I’m interested in the identity work that young people do in and out of classroom spaces, and in how we can shape teacher education and teacher praxis to be more responsive to this identity work. By identity work, I specifically mean the ways that a young person desires to be positioned or ‘read’, and the work he/she/they do to be known in these ways. My classroom experience taught me that education must be so much more than skill and competency transmission, and that a focus on identity work is at the core of meaningful critique and analysis (and situated skills and competencies) in literacy education.

 

 

As an educator teaching future educators, my goal is to support my students in understanding how sociological understandings, ethical commitments, theory and methodology translate to daily teaching practices. I believe in modeling a constructivist process that values and responds to learners.
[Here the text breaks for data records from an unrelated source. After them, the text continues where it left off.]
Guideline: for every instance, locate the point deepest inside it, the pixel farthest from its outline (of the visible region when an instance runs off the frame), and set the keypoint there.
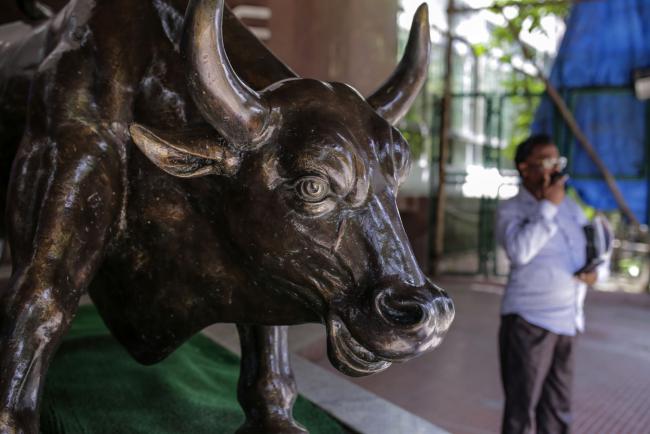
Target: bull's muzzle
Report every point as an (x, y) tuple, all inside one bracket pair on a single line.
[(401, 322)]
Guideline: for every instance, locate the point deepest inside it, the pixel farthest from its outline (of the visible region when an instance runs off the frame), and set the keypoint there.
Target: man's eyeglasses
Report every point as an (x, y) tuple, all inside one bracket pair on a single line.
[(558, 163)]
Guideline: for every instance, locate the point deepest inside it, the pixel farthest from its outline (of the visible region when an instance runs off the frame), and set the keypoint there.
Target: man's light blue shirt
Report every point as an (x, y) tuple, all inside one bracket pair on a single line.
[(546, 245)]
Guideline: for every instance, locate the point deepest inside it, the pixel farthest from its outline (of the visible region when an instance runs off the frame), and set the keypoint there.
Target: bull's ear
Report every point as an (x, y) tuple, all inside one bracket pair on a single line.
[(187, 153)]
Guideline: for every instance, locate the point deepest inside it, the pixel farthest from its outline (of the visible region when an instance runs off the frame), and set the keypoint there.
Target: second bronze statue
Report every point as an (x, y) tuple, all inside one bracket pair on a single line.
[(176, 170)]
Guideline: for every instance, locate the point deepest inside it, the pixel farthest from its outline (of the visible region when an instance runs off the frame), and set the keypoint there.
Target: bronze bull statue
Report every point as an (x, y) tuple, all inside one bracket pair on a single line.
[(182, 186)]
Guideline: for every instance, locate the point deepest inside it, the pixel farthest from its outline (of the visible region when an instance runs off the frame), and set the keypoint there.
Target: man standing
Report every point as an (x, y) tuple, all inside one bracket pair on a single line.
[(542, 233)]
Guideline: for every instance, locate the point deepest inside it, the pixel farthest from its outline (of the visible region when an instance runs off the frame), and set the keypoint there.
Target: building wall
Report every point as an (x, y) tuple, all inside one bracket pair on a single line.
[(353, 41)]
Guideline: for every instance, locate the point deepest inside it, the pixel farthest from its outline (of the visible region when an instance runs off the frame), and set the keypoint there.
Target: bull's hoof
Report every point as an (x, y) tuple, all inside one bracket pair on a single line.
[(272, 427), (11, 425)]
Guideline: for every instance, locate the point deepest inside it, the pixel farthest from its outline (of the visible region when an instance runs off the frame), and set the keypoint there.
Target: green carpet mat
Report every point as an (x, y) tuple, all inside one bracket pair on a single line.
[(94, 386)]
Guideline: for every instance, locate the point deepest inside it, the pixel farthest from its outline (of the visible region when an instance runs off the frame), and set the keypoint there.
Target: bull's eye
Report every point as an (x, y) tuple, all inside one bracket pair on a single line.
[(312, 189)]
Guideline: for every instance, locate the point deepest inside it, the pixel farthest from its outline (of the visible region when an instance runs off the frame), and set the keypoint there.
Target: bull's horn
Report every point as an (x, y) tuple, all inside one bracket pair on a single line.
[(224, 100), (394, 98)]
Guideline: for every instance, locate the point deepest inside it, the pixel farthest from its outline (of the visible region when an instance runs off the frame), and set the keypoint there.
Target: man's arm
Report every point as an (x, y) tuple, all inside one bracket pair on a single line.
[(523, 235)]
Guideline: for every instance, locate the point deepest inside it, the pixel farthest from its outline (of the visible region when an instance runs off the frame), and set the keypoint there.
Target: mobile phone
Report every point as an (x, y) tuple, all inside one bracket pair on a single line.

Within a caring learning environment grounded in respect, compassion, and high expectations, I challenge future educators to question normative assumptions and practices. I work to ensure that my classes are communities of support that foster critical analysis and teacher collective agency: as individuals we cannot transform teaching and learning systems, but working together we can build meaningful learning opportunities.

 

 

I hope my students see me as an experienced practitioner who understands the power of multiple forms of inquiry and collaboration to transform classroom praxis. I hope they see someone who is passionate about the work of research, professional partnerships, and teacher education as a central means to expand opportunity through education. Perhaps most importantly, I hope my students see me as someone who listens and is responsive to their strengths and concerns.

 

 

I hope to teach my students how to use their disciplines to question and critique the status quo, and to create meaningful learning projects for their future students that encourage similar critical analysis. I hope to teach my teacher candidate students to see their future students as knowledge producers who come to the classroom with many valuable resources. I hope to teach my students to tap into these organic critical literacies and further develop them through multidisciplinary and disciplinary-specific explorations.

 

 

I hope to inspire my students to tap into their love of the young people they serve and to ground every learning activity in this love. I hope to inspire my students to continuously strengthen their collective agency to change the schools (and other social systems) we have into the schools (and other social systems) all kids deserve.